Now, Joy is, by all accounts, a Computer Science pioneer, most famous for his work in the development of operating systems, microprocessors, Internet protocols, and programming languages. Yet here he is, siding with Gethsemanee (above) and suggesting that computers are going to kill us all. In spite of his protests to the contrary, his position is that of an alarmist Neo-Luddite.

But Joy and his fellow paranoid digerati are not alone in their fears. There are many clever people out there who are kept up at night by thoughts of Skynet declaring nuclear war on humans, or renegade robots violating the Three Laws of Robotics. The Survivalism movement thrives on this stuff, and we have them to thank for nutcases such as the Unabomber, who went around posting mail bombs in the hope that terrorism and blackmail would allow him to save humanity from itself.

Now, I don’t know about you, but I tend to find sci-fi doomsday scenarios more suited to the big screen than serious forums of debate. I have more pressing things to worry about right now, such as where to position my hands in salah and on which day eid occurs exactly.

But maybe I’m wrong. Maybe we, as Muslims, should make a bigger effort to involve ourselves in these issues. We can’t afford to stand idly by while Western civilisation lays the ground for a range of potential apocalypses. Nor should we rely on non-Muslim ethicists and law-makers to work out our moral stances for us. We need to muscle in on the Bioethics debate and influence the direction of GNR technologies world-wide.

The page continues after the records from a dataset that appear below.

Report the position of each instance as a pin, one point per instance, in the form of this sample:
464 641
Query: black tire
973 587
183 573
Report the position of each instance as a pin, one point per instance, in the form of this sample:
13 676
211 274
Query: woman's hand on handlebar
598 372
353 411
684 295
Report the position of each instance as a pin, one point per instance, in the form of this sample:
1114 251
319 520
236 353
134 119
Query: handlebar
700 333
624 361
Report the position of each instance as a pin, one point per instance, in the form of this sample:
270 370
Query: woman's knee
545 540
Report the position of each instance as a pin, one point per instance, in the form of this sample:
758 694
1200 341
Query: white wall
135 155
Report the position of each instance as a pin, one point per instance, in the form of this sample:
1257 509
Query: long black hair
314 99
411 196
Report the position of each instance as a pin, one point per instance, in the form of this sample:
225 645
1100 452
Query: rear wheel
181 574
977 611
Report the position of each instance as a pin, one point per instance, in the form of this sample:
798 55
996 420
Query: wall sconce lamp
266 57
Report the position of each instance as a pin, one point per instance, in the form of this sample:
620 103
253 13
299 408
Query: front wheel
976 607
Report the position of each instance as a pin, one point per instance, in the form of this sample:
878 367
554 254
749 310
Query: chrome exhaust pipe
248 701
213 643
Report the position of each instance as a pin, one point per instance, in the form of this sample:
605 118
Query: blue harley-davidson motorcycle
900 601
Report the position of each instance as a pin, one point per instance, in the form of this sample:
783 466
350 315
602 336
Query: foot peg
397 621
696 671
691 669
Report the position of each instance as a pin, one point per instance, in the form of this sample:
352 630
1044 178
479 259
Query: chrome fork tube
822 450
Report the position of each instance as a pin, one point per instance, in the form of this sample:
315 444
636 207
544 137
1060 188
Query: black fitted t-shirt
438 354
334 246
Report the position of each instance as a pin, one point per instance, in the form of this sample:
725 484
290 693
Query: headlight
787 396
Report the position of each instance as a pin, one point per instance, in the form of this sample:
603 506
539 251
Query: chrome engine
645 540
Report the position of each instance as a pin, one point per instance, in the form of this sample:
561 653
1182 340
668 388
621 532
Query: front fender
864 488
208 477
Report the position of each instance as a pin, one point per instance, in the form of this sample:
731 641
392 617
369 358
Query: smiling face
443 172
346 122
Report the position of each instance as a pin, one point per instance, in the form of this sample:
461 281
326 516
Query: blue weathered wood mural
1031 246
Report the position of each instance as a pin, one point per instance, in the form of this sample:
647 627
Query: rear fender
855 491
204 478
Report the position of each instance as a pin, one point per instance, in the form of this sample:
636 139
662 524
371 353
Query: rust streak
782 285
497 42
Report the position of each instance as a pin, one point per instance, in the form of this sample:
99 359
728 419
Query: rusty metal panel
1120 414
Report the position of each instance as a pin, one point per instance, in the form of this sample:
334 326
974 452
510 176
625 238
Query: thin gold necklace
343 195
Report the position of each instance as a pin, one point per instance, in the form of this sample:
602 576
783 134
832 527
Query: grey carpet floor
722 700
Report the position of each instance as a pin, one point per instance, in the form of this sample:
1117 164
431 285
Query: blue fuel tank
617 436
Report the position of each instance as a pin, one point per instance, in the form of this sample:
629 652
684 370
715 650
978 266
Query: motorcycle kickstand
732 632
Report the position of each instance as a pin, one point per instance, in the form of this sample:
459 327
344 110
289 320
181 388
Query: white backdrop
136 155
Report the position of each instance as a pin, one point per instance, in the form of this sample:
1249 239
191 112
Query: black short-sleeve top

The amanah with which Allah entrusted us entails our vicegerency and guardianship of this Earth. We must resolve to find a way to step up to this responsibility before it is too late.

2 comments ↓

#1 Amir on 06.29.06 at 8:47 am

On the subject of robots and Islam, Dr Waleed Kadous (my co-convenor at AMCRAN) recently returned from the Robocup 2006 competition in Germany where his team came second. An excellent result, mash’Allah. You can read about their robot at http://rescue.web.cse.unsw.edu.au/

#2 Mohammed on 06.29.06 at 9:15 am

Masha’Allah, an outstanding achievement. Dr Kadous would be one of the few people qualified to pontificate, from a Muslim perspective, on the potential repercussions of advances in the fields of AI and robotics. I should like to hear his views on the subject before the robots kill us all.